Editorial
Idea of SAARC police mooted
Why was our home minister absent at the meet?
The home ministers' meeting of SAARC, held recently in Islamabad, has agreed to set up a regional police force modeled on the INTERPOL, to tackle transnational crimes in the region. It is a good idea that has not emerged a day too soon.
That said, we cannot withhold our dismay, and indeed our frustration, at the fact that our homer minister did not attend the meeting, which was attended by all the other home ministers of SAARC. We wonder why? We feel that the government and indeed the minister herself, owes it to the people to explain the reason for her preferring to stay home.

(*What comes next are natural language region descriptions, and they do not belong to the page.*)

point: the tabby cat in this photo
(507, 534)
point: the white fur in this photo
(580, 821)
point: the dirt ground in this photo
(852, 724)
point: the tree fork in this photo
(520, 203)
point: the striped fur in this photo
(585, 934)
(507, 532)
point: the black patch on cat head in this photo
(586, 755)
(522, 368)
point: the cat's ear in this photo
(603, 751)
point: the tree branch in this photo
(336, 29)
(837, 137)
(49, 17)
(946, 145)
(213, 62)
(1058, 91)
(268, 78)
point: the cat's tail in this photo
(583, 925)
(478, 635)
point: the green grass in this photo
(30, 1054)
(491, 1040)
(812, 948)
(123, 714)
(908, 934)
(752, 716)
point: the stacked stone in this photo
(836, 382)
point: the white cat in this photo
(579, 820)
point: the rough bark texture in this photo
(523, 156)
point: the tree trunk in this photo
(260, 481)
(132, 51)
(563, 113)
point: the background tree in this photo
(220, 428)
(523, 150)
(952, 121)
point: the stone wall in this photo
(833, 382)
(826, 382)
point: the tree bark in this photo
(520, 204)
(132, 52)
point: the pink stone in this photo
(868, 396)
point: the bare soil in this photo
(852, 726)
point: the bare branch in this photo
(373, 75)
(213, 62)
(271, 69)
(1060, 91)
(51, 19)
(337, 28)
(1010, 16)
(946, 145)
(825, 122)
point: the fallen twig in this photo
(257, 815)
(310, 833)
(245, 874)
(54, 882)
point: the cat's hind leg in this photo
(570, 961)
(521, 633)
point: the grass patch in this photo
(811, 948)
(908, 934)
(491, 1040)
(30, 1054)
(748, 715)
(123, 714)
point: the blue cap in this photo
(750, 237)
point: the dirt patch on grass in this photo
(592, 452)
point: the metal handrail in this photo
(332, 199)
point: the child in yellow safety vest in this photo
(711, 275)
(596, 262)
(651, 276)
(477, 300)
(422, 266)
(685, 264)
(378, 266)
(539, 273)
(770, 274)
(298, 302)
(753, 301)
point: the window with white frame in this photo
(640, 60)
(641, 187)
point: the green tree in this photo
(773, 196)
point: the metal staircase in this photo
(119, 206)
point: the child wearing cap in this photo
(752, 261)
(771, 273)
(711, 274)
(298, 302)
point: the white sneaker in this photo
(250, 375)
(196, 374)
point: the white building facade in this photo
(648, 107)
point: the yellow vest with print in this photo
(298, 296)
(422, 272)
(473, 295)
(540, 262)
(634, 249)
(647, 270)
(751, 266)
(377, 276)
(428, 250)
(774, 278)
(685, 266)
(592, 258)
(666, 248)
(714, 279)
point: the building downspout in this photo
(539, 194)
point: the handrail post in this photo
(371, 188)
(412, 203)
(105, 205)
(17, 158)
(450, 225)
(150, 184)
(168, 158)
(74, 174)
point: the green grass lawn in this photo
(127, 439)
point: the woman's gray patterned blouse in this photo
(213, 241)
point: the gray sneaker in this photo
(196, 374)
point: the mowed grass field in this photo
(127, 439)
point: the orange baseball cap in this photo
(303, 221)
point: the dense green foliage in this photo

Given that the meeting agenda included many topical issues, particularly many which related to the region's security, it was essential that Bangladesh's position on these matters were expressed by the minister herself, the highest functionary of the government dealing with the issues. That would have given the weightage that the matters deserve. Can we be faulted for thinking that the government did not consider the conference important enough to be attended by the minister not even the state minister could be spared for this very important regional meeting?
It may be said that there were parallel two other meetings addressing the same issues at the levels of home secretary and the chief of police, which were appropriately represented.
Several other issues, which were mooted at the meeting, merit recognition. The growing threat of maritime piracy has come into reckoning as well as narco and human trafficking. Some of them fall within the realms of non-traditional security that calls for the application of non-traditional approach to address the challenges. We also commend the meeting for resuscitating the moribund anti-terrorism protocols by putting the existing mechanisms into operation. The countries can also benefit from each other's experiences regarding the battle against extremism, and it is just as well that they have decided to do so.
The proposal of a SAARC police force is certainly an acknowledgement of a very important reality on the part of the SAARC members; which is that the trans-border problems, and those relating to terrorism and crimes associated with it, are not for any one country to deal all by itself. The imperatives of a cooperative arrangement and the willingness to devise such an arrangement are clearly manifest in the proposal of a regional police force. Such an approach will help SAARC play the role it was intended to by the founding fathers. We would hope that the member countries would work to speedily bring the idea to fruition.